Before leaving this movement, some briefer bouquets – horns bold and secure in the atmospheric opening; two ruthes rather than one, giving proper prominence to their dry, rattling crescendo; a perky bassoon march; a lovely diminuendo at the end. In the shadowy Scherzo, wailing clarinets, booming tuba, an eructating bassoon … Oramo working hard to make sure everything was audible; and again, an ending finely done. The second Nachtmusik was beautifully played at a flowing pace, with no self-indulgence, no expressive over-egging. Another lovely horn solo. And so to the finale’s explosion of timpani and the bright blaze of brass: still no sense of hurry, no attempt to force the music into some sort of coherence (asked during the interval broadcast how to make the symphony cohere, Oramo retorted ‘It’s not meant to be coherent’. Revealingly, he thought that in this work the focus should be not on Mahler the composer but on Mahler the conductor. ‘Embrace the sounds – physically grab them’).

Sakari Oramo conducts the BBC SO in Mahler’s Seventh Symphony © BBC/Chris Christodoulou

Some performances of this final movement find an all-pervading sense of irony; Oramo’s was genial, almost gemütlich, with a strong sense of play. Here again there was playing of great clarity and delicacy. The cowbells at the end were rather too discreet – the player could have taken inspiration from the lady splendidly belabouring the tubular bells – and the final chord was not quite a single detonation: but those are minor quibbles.

Is this the only way to play the fascinating Seventh? Of course not. Oramo’s interpretation, leaning to the Romantic rather than the Modernist, had an integrity of its own, achieved through fine conducting and playing. A last litmus test: in some performances of the finale I have felt the sooner it is over, the better. Here, I felt a genuine sadness that we were approaching the symphony’s end. Given the fraught circumstances and the last-minute change of symphony, the performance was almost miraculous. How hard this conductor and orchestra work! In a few days they play the Pejačević symphony, and, a few days later, Mahler’s other great open-air symphony, the Third. Hats off to them.
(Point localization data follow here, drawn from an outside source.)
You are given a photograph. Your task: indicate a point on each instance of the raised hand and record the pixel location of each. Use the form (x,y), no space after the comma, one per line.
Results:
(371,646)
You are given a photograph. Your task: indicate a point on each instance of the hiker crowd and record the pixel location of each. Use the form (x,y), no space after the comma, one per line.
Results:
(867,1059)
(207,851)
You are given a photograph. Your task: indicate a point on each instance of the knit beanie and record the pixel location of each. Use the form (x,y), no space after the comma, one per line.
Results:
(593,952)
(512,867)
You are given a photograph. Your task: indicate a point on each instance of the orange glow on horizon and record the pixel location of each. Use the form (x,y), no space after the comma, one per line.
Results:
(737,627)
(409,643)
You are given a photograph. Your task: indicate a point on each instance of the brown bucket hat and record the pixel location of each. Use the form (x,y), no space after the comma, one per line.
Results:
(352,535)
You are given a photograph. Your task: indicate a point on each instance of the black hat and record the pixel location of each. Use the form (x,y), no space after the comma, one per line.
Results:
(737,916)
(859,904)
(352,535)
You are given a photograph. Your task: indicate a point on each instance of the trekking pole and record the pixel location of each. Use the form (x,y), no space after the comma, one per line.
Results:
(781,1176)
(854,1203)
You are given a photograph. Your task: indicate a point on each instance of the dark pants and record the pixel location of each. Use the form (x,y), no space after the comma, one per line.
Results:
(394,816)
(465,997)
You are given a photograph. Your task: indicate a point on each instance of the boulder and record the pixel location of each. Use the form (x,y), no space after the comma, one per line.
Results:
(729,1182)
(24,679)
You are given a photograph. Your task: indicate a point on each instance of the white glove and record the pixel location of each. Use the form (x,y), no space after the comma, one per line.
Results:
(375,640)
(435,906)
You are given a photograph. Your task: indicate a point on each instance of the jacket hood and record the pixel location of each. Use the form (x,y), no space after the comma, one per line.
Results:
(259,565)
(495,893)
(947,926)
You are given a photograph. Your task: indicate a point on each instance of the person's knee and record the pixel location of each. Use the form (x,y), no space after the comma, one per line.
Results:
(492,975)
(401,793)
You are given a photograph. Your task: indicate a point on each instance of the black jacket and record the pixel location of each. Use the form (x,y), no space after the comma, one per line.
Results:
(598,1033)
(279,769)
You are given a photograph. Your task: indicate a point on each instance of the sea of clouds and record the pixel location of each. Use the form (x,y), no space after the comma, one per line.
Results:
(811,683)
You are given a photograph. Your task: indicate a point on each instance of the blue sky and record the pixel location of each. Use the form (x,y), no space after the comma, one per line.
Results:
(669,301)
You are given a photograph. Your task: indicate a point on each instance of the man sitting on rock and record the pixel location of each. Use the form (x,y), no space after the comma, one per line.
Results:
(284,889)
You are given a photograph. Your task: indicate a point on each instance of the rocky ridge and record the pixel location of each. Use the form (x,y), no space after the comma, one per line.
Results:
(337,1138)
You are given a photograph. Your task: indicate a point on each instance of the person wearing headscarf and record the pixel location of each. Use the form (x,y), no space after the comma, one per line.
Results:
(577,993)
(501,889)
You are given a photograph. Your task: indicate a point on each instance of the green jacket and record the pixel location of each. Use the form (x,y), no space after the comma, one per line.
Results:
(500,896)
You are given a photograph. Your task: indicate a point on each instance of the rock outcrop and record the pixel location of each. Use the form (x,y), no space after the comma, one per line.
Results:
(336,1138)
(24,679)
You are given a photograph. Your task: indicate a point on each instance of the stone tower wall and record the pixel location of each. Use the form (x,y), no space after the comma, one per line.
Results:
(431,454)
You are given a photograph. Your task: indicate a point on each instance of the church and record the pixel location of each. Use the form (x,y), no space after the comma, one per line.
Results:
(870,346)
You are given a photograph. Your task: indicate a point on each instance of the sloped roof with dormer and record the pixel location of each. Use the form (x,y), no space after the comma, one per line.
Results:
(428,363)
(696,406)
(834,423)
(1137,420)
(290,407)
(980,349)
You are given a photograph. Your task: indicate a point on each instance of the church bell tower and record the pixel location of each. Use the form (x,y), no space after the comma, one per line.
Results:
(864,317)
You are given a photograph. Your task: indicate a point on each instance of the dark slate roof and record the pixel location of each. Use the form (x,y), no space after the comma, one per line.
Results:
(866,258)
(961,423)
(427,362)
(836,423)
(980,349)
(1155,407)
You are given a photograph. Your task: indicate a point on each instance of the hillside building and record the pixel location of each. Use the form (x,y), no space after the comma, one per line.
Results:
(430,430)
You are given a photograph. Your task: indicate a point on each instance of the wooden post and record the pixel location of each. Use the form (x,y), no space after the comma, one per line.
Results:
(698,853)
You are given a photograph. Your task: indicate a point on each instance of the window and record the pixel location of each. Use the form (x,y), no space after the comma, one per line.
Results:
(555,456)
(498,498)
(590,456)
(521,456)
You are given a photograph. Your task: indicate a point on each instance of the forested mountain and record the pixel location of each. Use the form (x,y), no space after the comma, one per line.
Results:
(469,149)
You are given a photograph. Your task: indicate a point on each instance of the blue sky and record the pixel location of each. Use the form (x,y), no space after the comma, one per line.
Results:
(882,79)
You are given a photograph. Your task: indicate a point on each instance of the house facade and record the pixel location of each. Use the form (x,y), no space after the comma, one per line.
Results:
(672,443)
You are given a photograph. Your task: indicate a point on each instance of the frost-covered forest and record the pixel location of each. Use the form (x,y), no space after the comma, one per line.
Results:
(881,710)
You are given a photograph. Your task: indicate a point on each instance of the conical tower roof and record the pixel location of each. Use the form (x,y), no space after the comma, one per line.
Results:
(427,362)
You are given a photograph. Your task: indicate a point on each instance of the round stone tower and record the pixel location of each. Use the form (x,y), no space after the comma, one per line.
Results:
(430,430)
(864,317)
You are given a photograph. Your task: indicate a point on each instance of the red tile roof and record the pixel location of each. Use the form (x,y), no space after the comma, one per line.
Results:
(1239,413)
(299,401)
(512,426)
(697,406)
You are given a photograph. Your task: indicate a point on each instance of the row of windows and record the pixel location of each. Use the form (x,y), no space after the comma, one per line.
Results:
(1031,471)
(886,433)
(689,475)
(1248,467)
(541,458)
Last season, Petrenko and the Berliner Philharmoniker offered us the symphony on its own; here, in a substantial and demanding programme, it followed a performance of Berg’s Violin Concerto, with Leila Josefowicz as soloist. It was rivetingly done, unsparing in its Mahlerian depiction of the horror of illness and death, the fragility of life and love. The Bach chorale on the four clarinets brought balm, as always, but as a gateway to final repose: there was sweetness at the close, but no suggestion of transcendence. In parts of the first movement Josefowicz’s tone came close to being swamped by the orchestra, but her fine-grained playing held its own – even when she turned towards the orchestra, communing with the orchestral violins as much as with the audience. The brief crying of a child in the audience during a hushed passage was unexpectedly poignant. At the end, after an extended ovation, Josefowicz held the score aloft before giving us the Largo from Bach’s Third Sonata for Solo Violin, holding thousands in thrall to a single and beautiful thread of sound.